Julia Margaret's only daughter Julia died in childbirth - a portrait of the child that killed her,, hangs on my sitting room wall.
Her husband Charles Norman, who greatly resembles my handsome brother Charles, was desolated by her loss. It was clearly a love match. Pictures taken of Julia and Charles, by JMC, winding herself around her husband like a little sensual cat, were most unusual for the mid 19th-century. But then JMC never did what anyone expected of her. She was lucky enough to have a loving tolerant husband.
My great grandfather Archie, JMC's grandson, married a snobbish woman called Mildred Wake. Anything even slightly out of the most proper, philistine, upper class propriety was stamped on hard, and I think this is why following generations were almost ashamed of JMC and she was treated as an object of fun. This made me feel very cross as I found out more about her. I felt intense admiration for her - not just for her photography, but for her great kindness and generosity towards orphaned Anglo-Indian children and other waifs and strays. She adored beauty, and that trait was passed down.

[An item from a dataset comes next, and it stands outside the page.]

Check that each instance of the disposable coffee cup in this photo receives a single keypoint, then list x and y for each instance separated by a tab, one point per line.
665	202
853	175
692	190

JMC was business minded as well as everything else. She didn't allow social propriety or her gender to get in the way of her life as a working artist. What she did was no genteel hobby but a source of revenue as well as satisfaction. She was also scientific, corresponding even as a very young woman with Sir John Herschel, who invented and named photography. She travelled without any sense of boundaries, in a way that I long to now. If I can just produce one creative thing that people really like, I will feel I have lived up to her, but my medium is words.
I love her energy. The fact that she was middle aged and had to get child stuff out of the way to get going. I think that is very common for creative women. Having and bringing up children is, or should be, a supreme act of creation. It needs to lessen as an overwhelming passion to allow other creativity to emerge.